Autre erreur qui peut s'avérer fatale pour une PME saisonnière bien plus que pour une entreprise dont l'activité est lissée sur l'année: négliger sa trésorerie. Il s'agit donc d'établir un plan de trésorerie détaillé qui comprend les charges fixes, constantes tout au long de l'année (salaires, impôts, loyer, etc.), mais aussi le montant et la périodicité des achats pour la saison et les conditions de paiement de l'ensemble des partenaires. Ces éléments permettent au dirigeant de prendre des décisions financières (investissement dans de nouvelles machines, recrutement, etc.) avec une vision claire et précise de ses capacités. « Minutie et transparence démontrent votre fiabilité à votre banquier et instaure un climat de confiance fort utile au moment de demander des crédits ou des taux d'agios intéressants », remarque Jean-Bernard Girault (Eurogroup Consulting). Bernard Gochgarian, le patron de Bluewood, a ainsi négocié un découvert pour les trois mois d'hiver quand ses rentrées d'argent sont les plus basses. Une démarche indispensable, car, en phase de développement, son chiffre d'affaires du reste de l'année ne suffit pas pour éviter un découvert ponctuel. « Ancien directeur administratif et financier, j'ai veillé à insister sur les projections des chiffres d'affaires à trois ans et sur les potentialités réelles du marché des piscines en bois, chiffres à l'appui », précise-t-il. Philippe Faur, le glacier, s'entretient tous les ans au printemps avec son banquier, histoire de déterminer s'il faudra ou non ouvrir des lignes entre avril et en juin, à l'approche de la saison. « Aujourd'hui que mon entreprise a prouvé sa vitalité, les relations sont cordiales, mais les cinq années qui ont suivi sa création, à la fin des années quatre-vingt-dix, j'ai essuyé de nombreux refus de découverts », se rappelle l'intéressé. Jean-Bernard Girault suggère de présenter différents scénarios de développement annuel à son conseiller financier. Chacun est à rédiger en collaboration avec son expert-comptable et ses chefs de service. Une façon de le rassurer sur vos capacités d'action en fonction de la situation.

PHILIPPE FAUR, glacier

«Les ventes de l'année précédente constituent un support pertinent pour la rédaction de notre plan de fabrication.

A SAVOIR
SOLUTIONS RH POUR ABSORBER LES PICS D'ACTIVITE

- Les CDD saisonniers.
Type de contrat réservé aux entreprises devant faire face, tous les ans, à date fixe, à un surcroît d'activité. Il peut prévoir une clause de reconduction d'une saison à l'autre. Aucune indemnité de fin de contrat n'est due.


- Les CDD classiques.
Un accroissement temporaire d'activité permet de recourir à un CDD. Il peut être renouvelé une fois et pour une durée n'excédant pas 18 mois. Il dispense d'une prime de précarité.


- Les intérimaires.
L'agence vous les facture environ deux fois leur salaire, ce qui inclut marge et cotisations sociales. Le contrat peut être renouvelé une fois pour une durée inférieure à 18 mois. A la fin du contrat, il faut verser une prime de précarité de 10 % du salaire brut.
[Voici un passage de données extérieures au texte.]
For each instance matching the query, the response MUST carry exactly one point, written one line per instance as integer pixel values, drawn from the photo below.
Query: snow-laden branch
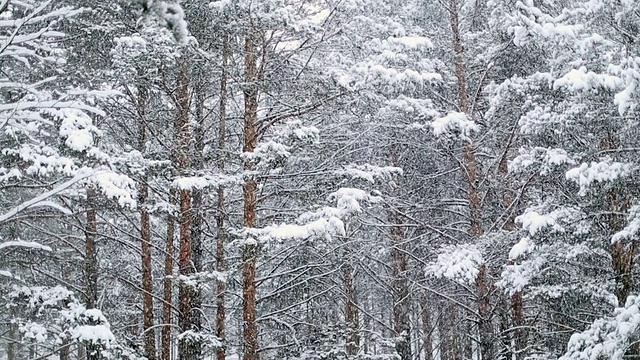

- Les forces de vente supplétives.
Le prestataire dispose de profils spécialisés pour un coût par personne et par jour allant de 170 à 230 euros HT.


- L'annualisation du temps de travail.
Une entreprise à l'activité saisonnière peut moduler son temps de travail sans que les heures, au-delà des 35 heures hebdomadaires, ne soient considérées comme supplémentaires. L'année, et non la semaine, est alors prise comme référence pour calculer la durée du travail. Au maximum, un salarié peut s'affairer 48 heures hebdomadaires.

Des ressources humaines flexibles et fidélisées.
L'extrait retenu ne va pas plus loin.